During the initial onslaught of #MeToo, I don't recall her expressing an opinion regarding "male feminist" uber-hypocrite Joss Whedon. Now, however, Buffy the Vampire Slayer has driven a stake into Whedon's tottering career.
I'm of two minds on Hollywood's infamous casting couch. On the one hand, it's exploitative and grossly immoral.
On the other hand, such things have always been part of show business. Throughout human history "actor" and "prostitute" have generally meant the same thing. It was only in the last few decades that performers began to climb the social ladder and become respectable as a class. I blame World War II, because so many entertainers (particularly movie stars like Clark Cable and Jimmy Stewart) dropped their careers and went to war.

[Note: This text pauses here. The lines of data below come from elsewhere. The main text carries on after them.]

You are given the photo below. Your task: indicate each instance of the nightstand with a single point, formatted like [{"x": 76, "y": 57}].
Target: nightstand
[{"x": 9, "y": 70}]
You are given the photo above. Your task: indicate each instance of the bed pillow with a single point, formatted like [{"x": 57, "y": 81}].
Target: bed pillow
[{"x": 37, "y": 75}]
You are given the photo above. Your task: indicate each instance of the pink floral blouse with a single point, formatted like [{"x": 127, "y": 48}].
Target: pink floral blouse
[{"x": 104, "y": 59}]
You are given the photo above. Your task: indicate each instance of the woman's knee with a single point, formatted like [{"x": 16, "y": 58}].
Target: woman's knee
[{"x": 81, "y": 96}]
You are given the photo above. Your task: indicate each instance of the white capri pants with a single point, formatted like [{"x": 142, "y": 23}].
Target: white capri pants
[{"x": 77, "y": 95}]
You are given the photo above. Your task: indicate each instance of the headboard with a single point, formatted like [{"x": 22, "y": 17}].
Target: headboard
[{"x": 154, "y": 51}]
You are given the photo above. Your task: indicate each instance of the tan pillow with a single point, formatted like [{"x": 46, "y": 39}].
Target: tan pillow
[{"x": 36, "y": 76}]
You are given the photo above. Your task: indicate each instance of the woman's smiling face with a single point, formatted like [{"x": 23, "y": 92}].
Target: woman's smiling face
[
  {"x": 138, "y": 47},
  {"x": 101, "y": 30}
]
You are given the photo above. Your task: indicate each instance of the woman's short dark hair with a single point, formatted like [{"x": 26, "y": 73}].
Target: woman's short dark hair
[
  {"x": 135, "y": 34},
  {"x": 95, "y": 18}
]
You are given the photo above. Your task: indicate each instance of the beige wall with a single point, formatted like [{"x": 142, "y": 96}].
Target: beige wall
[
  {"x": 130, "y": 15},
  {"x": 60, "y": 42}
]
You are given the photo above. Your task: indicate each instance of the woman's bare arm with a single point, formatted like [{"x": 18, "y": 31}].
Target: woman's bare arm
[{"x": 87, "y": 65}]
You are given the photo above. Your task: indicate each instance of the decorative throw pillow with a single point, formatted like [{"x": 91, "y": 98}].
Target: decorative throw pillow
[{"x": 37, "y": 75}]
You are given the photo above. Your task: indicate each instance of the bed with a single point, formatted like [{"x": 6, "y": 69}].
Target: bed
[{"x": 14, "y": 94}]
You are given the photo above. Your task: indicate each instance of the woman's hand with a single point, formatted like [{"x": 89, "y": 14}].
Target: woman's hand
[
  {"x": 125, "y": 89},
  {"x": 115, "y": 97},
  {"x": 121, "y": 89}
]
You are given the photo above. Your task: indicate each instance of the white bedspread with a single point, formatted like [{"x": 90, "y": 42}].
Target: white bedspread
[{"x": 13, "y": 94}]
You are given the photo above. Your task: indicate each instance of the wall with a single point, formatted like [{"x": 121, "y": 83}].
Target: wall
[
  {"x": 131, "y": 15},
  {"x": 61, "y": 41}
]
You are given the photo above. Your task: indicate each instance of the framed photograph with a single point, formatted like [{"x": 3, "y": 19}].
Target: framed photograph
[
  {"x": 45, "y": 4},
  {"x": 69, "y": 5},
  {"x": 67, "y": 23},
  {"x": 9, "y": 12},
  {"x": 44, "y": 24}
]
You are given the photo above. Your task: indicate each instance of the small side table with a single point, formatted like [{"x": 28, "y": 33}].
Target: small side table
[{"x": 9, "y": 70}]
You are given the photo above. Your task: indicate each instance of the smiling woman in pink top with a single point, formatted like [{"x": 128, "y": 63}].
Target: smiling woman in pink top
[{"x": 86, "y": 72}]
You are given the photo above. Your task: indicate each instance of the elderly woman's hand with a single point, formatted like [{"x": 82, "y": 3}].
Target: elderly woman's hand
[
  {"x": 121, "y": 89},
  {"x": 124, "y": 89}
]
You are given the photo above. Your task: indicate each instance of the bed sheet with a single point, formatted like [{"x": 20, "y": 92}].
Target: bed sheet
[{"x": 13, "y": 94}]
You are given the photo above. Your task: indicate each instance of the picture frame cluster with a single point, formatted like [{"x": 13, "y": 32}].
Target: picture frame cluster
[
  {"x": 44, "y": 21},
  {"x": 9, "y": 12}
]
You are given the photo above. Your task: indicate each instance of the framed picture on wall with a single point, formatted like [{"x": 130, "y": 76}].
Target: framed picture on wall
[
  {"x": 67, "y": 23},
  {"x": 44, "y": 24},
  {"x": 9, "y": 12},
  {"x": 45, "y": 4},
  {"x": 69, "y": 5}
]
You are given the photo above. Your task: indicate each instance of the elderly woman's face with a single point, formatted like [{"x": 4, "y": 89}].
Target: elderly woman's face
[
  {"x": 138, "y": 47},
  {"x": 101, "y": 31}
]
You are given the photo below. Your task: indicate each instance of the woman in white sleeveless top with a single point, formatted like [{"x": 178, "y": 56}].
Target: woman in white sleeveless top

That gave show business a reputation for honor and decency that it didn't really deserve.
To put it another way, I don't think anyone goes into an industry notorious for nude sex scenes and thinks that everything is totally moral and proper. I'm not even going to mention the drugs and other goings on. When a producer or director points links couch performance to movie roles, the obvious thing to do is leave. Yes, it means giving up dreams of celebrity and fabulous wealth, but some prices are too high to pay. Life is all about self-denial.
However, not everyone is that strong, and predators have ways of boxing in their prey, which is why I think the only way to win "the fame game" is not to play.
The key issue seems to be not that bad people did bad things, but that they failed to honor their contract. The movie moguls of old really could make you a star if you catered to their whims. Nowadays, Hollywood's audience and reach continues to shrink. I'm not the first to note that Weinstein got dimed out in large part by middle-aged women whose careers had flatlined.
Whedon has similarly lost his golden touch, which makes his increasingly angry persona intolerable. Hollywood itself has a whole genre of films about washed-up stars and their despair.
The collapse of the studio system ushered in the era of the writer/producer/director auteur, and I think we're now seeing a similar collapse, with advanced yet affordable technology and online streaming allowing talented artists to bypass Hollywood altogether. The day of having to find a distributor or raise millions of dollars from backers are quickly fading. There is a massive audience hungry for content that Hollywood simply refuses to provide, and it will be interesting to see what comes next.
What that means is that the casting couch will have to find a new habitat. The social ostracism of former apex predators isn't so much about a shift in values as it is about a declining population of prey.